In the aftermath of the Mid Staffordshire scandal in which up to 1,200 patients are thought to have died unnecessarily, in conditions of thirst, hunger, filth, isolation and misery which almost defy description. Following the fraud and deceit of the banking industry. Now the adulteration of our foods. Yet still - no prosecutions of the guilty!

But when are we going to recognise the guilt of the system that spawned such scandals? Many may well be angered and disillusioned but business self-interest is being put ahead of peoples' welfare repeatedly in all spheres of our lives. We have to build a new society where our well-being comes first and foremost. Food production is now a global industry that is controlled by a handful of companies and food contamination is a constant threat to the health of millions of people. While many in the "good food movement" have voiced strong concerns about conditions yet legislation goes back centuries but the agri-business and food industry carry on regardless with their pursuit of profit. Tens of thousands of people every year suffer serious food poisoning. But our food also contains a number of substances which, whilst not leading to food poisoning, may, in the long term, be as damaging to our health if not more so.
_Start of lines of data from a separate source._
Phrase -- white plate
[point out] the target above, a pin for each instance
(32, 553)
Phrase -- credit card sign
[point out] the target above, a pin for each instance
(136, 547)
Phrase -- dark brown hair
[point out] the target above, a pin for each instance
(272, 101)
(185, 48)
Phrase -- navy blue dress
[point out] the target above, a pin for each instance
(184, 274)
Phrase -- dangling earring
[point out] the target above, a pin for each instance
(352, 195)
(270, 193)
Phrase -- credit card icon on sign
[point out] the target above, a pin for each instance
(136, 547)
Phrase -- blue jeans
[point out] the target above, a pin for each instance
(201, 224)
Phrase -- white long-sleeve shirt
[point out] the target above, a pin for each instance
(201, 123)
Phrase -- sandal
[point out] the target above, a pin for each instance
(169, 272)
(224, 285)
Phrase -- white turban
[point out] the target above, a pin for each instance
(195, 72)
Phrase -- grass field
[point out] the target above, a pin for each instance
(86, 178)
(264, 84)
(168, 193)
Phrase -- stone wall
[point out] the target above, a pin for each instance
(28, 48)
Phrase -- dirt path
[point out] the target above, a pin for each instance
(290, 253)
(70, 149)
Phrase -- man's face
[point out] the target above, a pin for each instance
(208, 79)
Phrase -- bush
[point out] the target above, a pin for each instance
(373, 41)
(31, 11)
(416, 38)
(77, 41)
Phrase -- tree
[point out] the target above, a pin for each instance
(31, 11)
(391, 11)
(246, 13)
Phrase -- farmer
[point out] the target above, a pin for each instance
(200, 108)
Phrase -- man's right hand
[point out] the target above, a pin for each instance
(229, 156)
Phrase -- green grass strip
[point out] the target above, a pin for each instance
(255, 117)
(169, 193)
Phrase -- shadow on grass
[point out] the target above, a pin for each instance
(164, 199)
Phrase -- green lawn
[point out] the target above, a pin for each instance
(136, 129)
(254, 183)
 The adulteration of food is not an aberration but is a natural consequence of having capitalism. The whole production of food - from the farm (pharming as some call it these days) to the processing plant, to the supermarket, and to the consumer is dictated not by the needs of those who eat it but by the hunger for profit.  Food production is a political issue. We now have the ability to feed all the world many times over using advances in agricultural techniques, in the use of pesticides, fertilisers, irrigation and machinery which allows just a small percentage of the population to feed the vast majority. The capitalist system has failed miserably to satisfy one of the most basic human needs, keeping us healthy with sustenance.